In one memorable radio spot, Fataki takes a girl to a restaurant for chicken and chips. The waitress sees the pair and calls the girl aside, gives her a bag of chicken and chips and tells her to leave through a back door. Fataki still has to pay for the meal, but he does not get the girl.The Fataki campaign has a scope beyond schoolgirls, and the fact is that school dropout rates due to pregnancy are rising at an alarming rate.

According to statistics released by the Ministry of Education and Vocational Training in 2007, 4,362 primary school students dropped out due to pregnancy, compared to 2,550 in 2003.In secondary schools, the increase was even more dramatic with 3,965 pregnancy dropouts in 2007 compared to 668 in 2003.In Tanzania pregnant schoolgirls are expelled from school. “Girls are impregnated by people of not their age group – not only school girls, also young girls out of school. We wanted to pursue that angle.

The prevalence of HIV is high, so the possibility of transmission of HIV is also high to young girls if this continues,” said Ng’wanansabi, Deputy Chief of Strategic Radio Communication for Development (STRADCOM), a USAID initiative headed by Johns Hopkins University – Centre for Communications Programmes.The national prevalence of HIV/AIDS in adults is 6.5 per cent, a figure that makes Tanzania one of the most affected countries in the world. The aggressive radio campaign was piloted for three months in the Morogoro region with eight radio spots a day on three stations.

It was imperative to stigmatize Fataki behaviour, which in Tanzania, had been somewhat tolerated.
“The first step was to find a common word to describe a man who preyed on younger girls,” Stradcom’s researcher revealed. When asked what a 50-year-old man who always tries to seduce younger women is called, responses varied including rapist, murderer, and sly person. Fataki, as yet, had not been introduced into the lexicon.

“We decided on Fataki, meaning explosion; you are playing with dynamite,” said Ng’wanansabi.
Next the Fataki character was created, and banners were made to put a cartoonlike ace to Fataki to supplement the radio spots. With technical support from Media for Development International – Tanzania (MFDI-TZ), Fataki was created. At first, he was a rich guy with jewellery and a fancy car.

“It seems there were some comments that we don’t have to make him look like a villain. He has to look normal, he doesn’t have to be a rich guy, just any Tanzanian guy who has some money to buy love,” said Paulo Ndunguru, who helped create Fataki’s image for the banners. The Fataki project was unique because STRADCOM researched details about the campaign’s impact. After four weeks of the campaign, 44 per cent of people polled knew what a Fataki was.

While between 79 per cent and 94 per cent of respondents said that sex between a young woman and much older man who is not her husband is wrong throughout the campaign, Stradcom research revealed that their campaign empowered more people to act against transgenerational sex. “There are social and economic consequences of cross-generational sex,” says Ng’wanansabi.In November 2008, the Fataki campaign was launched nationwide. The radio spots, which use humour and clever storytelling to ridicule Fataki behaviour, have been well received across Tanzania.

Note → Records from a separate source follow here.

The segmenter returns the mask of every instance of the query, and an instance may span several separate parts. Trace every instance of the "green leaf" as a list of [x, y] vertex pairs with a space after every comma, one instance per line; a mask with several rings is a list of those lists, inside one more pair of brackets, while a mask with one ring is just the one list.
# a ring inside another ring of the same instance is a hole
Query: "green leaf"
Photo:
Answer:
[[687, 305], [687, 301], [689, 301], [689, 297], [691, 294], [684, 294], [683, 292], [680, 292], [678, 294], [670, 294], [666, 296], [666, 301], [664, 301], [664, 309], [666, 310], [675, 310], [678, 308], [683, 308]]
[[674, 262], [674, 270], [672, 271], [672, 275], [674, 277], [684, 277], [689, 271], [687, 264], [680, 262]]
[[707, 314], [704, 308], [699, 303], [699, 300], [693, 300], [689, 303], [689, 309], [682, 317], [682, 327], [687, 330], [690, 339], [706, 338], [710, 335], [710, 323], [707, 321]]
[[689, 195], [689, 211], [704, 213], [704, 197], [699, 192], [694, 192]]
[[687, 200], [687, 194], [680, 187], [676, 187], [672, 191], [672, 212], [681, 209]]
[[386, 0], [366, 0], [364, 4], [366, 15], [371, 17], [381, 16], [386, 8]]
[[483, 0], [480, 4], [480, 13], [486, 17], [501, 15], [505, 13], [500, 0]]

The HIV/AIDS message is mentioned in a subtle way. STRADCOM project leaders realized that after years of almost daily talkabout HIV/AIDS, explicit messages often fell on deaf ears.The campaign is making headway in opening discourse about sex and HIV/AIDS in an African culture that typically shies away from such topics. “It’s now in the vocabulary,” said Abubakar Msemo, Communications Manager with STRADCOM. “It’s becoming part and parcel of today’s modern speech, discussion. It seems people are taking people who are Fatakis as not positive and they do not want to associate with them.”

The ads have proven so popular that Stradcom began fielding calls from radio stations asking to play the Fataki ads moreoften since listeners were calling in to request ads, much like they would request their favourite song. “That was interesting. They said, ‘Play chicken and chips.’ Of course we let them play,” said Msemo.